Research and analysis

South Korea: innovation and openness

Published 3 July 2014

0.1 Detail

Paul Maltby, Director of Innovation in the Cabinet Office visited Seoul from 23-25 June, to speak at the UN Public Policy Forum in two sessions on open data and Open Government Partnership (OGP) to promote UK policy. He also met officials from the Ministry of Security and Public Administration (MOSPA), Ministry of Science, ICT and Future Planning (MSIP) and lead delivery agency, National Information Security Agency (NIA).

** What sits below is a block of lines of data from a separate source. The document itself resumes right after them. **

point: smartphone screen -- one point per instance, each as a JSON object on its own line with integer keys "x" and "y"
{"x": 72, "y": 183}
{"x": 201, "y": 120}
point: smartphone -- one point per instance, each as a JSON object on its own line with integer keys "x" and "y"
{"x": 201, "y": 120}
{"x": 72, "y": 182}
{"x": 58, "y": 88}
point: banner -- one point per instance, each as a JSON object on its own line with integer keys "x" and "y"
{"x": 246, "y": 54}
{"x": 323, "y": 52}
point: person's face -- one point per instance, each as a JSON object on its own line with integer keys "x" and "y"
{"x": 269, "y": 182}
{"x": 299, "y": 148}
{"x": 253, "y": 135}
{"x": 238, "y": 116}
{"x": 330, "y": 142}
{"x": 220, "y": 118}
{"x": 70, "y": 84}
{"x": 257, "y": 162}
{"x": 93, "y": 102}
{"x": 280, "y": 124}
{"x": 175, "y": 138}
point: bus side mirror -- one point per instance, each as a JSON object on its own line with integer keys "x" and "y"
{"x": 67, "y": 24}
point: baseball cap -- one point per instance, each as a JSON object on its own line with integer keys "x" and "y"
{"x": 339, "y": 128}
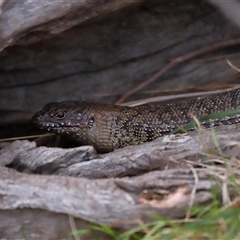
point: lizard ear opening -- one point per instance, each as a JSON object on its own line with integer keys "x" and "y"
{"x": 60, "y": 115}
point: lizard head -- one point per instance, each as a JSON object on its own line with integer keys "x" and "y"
{"x": 64, "y": 118}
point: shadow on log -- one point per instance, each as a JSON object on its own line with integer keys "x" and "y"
{"x": 114, "y": 200}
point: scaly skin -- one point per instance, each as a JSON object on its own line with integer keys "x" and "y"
{"x": 108, "y": 127}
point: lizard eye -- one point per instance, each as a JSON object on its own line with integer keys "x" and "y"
{"x": 60, "y": 115}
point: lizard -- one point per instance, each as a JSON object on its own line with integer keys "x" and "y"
{"x": 108, "y": 127}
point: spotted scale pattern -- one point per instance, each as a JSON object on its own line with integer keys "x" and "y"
{"x": 108, "y": 127}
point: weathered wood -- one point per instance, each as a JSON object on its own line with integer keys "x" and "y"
{"x": 93, "y": 62}
{"x": 164, "y": 153}
{"x": 116, "y": 201}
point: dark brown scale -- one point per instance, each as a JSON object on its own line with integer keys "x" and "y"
{"x": 108, "y": 127}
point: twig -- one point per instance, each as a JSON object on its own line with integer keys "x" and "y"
{"x": 175, "y": 61}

Discussions touched on how to stimulate both supply and demand on open data to create this new and potentially huge market. MOSPA’s target was to open 60% of government data sets by 2016. It has secured serious money to improve the quality of government data ($2bn USD over 5 years). Change is progressing through leadership from President Park. Her ‘Government 3.0’ initiative seeks to provide customised services for the citizen through utilisation of technology and open data.

In a meeting with MSIP, they outlined their plans on big data and it was agreed to explore cooperation in the health area.

Just before this visit, MSIP launched a new ‘future growth engine’ implementation plan, similar to UK industrial strategies. The Koreans have selected nine strategic industries: smart cars, 5G mobile communications, marine plants, customised wellness care, wearable smart equipment, intelligent robots, disaster and safety management, smart systems, tangible content and renewable energy hybrid systems. They have also identified four fundamental industries: intelligent semi-conductors, big data, converged materials, and Internet of Things (IoT). Separately MSIP have also announced a big programme on 3D printing, committing to training 10 million people and putting 3D printers in 6,000 schools by 2017.

Comment

This was a very useful visit, showing the huge potential for cooperation with South Korea. They are putting serious investment into ensuring they capitalise on future sectors of growth. We are already collaborating across much of this field, including a Prosperity Fund project with NIA and Open Data Institute looking at the commercial benefits of open data, and a Global Partnership project on bioinformatics (health big data) with Imperial, Cambridge and UCL.

Both sides highlighted the global shortage of qualified data scientists. South Korea has set up a ‘big data institute’, aiming to train 5,000 data scientists by 2017 (300 have been trained so far). There is potential for exchange and academic collaboration as the Alan Turing Institute, the new Data Science Institute at Imperial and others expand their offer on big data. There is scope for both sides to boost capacity.

One area suggested for cooperation is in development of a code of practice on big data.